Brandon Weaver

Posted on Sep 21, 2021 • Edited on Apr 7, 2025

Let's Read – Eloquent Ruby – Ch 4 – Smart Strings

#ruby #rails #books

Perhaps my personal favorite recommendation for learning to program Ruby like a Rubyist, Eloquent Ruby is a book I recommend frequently to this day. That said, it was released in 2011 and things have changed a bit since then.

This series will focus on reading over Eloquent Ruby, noting things that may have changed or been updated since 2011 (around Ruby 1.9.2) to today (2021 — Ruby 3.0.x).

Note: This is an updated version of a previous unfinished Medium series of mine you can find here.

Chapter 4. Take Advantage of Ruby’s Smart Strings

This chapter starts into Strings, and the intro mentions something that I've found to be very true. Most folks would assume that programmers deal primarily in numbers, which sure we do, but far more often we're doing some form of text manipulation.

Parsing data, serializing it back, user input, really so much of programming centers around text and Strings, where a lot of the rest of it ends up around collections. For me numbers are almost a distant third to those two, but that's a personal opinion.

Coming Up with a String

So Ruby is Ruby, and the book mentions that there are several ways to make a String, much like so many other things in Ruby. Generally the easy rule to follow for me has been to use double-quotes for everything, despite the (completely insignificant) performance difference with single quotes.

Anyways, the book mentions a few examples of backslashes with single quotes:

# Escaping a single quote mark
a_string_with_a_quote = 'Say it ain\'t so!'

# Escaping a backslash
a_string_with_a_backslash = 'This is a backslash: \\'

Now the reason I say double quotes are going to be easier in general is that single quoted strings also treat things literally rather than evaluate special syntaxes:

single_quoted = 'I have a tab: \t and a newline: \n'
double_quoted = "I have a tab: \t and a newline: \n"

Same applies to interpolation, as the book mentions:

author = "Ben Bova"
title = "Mars"

puts "#{title} is written by #{author}"
# Mars is written by Ben Bova
#
puts '#{title} is written by #{author}'
# #{title} is written by #{author}

One weakness of quotes in general is when you get them mixed in each other, as the books next few examples mentioned:

str = "\"Stop\", she said, \"I cannot deal with the backslashes.\""

# versus using single quotes to wrap
str = '"Stop", she said, "I cannot deal with the backslashes."'

...but as with the book, I also agree that this is where the %q syntax is more useful:

str = %q("Stop", she said, "I can't live without 's and "s.")

It also gets into the fact you could have used %q[] or %q$$ or... anyways, probably best to prefer %q() in general as it's easier to deal with.

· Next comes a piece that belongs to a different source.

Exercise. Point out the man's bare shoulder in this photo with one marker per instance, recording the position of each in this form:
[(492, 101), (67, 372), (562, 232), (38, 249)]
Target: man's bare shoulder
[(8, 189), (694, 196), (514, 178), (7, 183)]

Now the next one to remember with %q is it's the same as single quotes, where %Q is double. As with my previous mention I would in general prefer double quotes unless you have a specific reason not to, or %Q in these cases.

The book then goes into Heredocs:

multi_line = <<EOF
Here's a lot of text. Some
of it goes on multiple lines!
EOF

The weakness here the book does not mention is that <<TAG syntax is space-sensitive:

m1 = <<EOF
Here's a lot of text. Some
of it goes on multiple lines!
EOF

m2 = <<EOF
    Here's a lot of text. Some
    of it goes on multiple lines!
EOF

So if you had some code like this:

module Container
  class Something
    def a_method
      puts <<EOF
        Text here that is slightly long
        because why not?
      EOF
    end
  end
end

...all that indent to the left? That's now in the String. You probably want the more recent "squiggly" heredoc syntax instead in general:

module Container
  class Something
    def a_method
      puts <<~EOF
        Text here that is slightly long
        because why not?
      EOF
    end
  end
end

There aren't very many good reasons to use << versus <<~, as the squiggly syntax auto-trims to the least indented line on the left, which is very very useful for long text.

Another API to Master

Stripping and Chomping

As with Array and so many other of Ruby's classes the real fun starts when you get into the methods they come with, and Ruby's String class has several. The book starts off with lstrip for one:

' hello'.lstrip
# => 'hello'

...and as intuition might serve, there's also an rstrip, and a strip which will take off of both ends. The more common one I use, and the book mentions, is chomp which gets rid of newline and carriage return characters at the end of a String:

"It was a dark and stormy night\n".chomp
# => "It was a dark and stormy night"

# ...but only one newline
"hello\n\n\n".chomp
# => "hello\n\n"

Now a method I always forget about, and haven't found much of a use for, chop:

"hello".chop
# => "hell"

...will knock off the last character no matter what it is. Personally I really haven't seen much of a use for this one, but that's me.

Case Manipulation

Next the book gets into working with string cases:

"hello".upcase
# => "HELLO"

"HELLO".downcase
# => "hello"

"Hello"
# => "hELLO"

More recent versions have also added capitalize:

"hello".capitalize
# => "Hello"

...which was formerly a Rails exclusive, but in common enough usage it makes sense.

Substitution

Next up is substitution, allowing you to replace part of a string with another:

"It is warm outside".sub("warm", "cold")
# => "It is cold outside"

...but that only works with one substitution. You'd want gsub for multiple:

"yes yes".sub("yes", "no")
# => "no yes"

"yes yes".gsub("yes", "no")
# => "no no"

Now be aware, the book doesn't mention this and leaves the bang (sub!, gsub!) variants of these methods to a bit later, but they have a dangerous difference.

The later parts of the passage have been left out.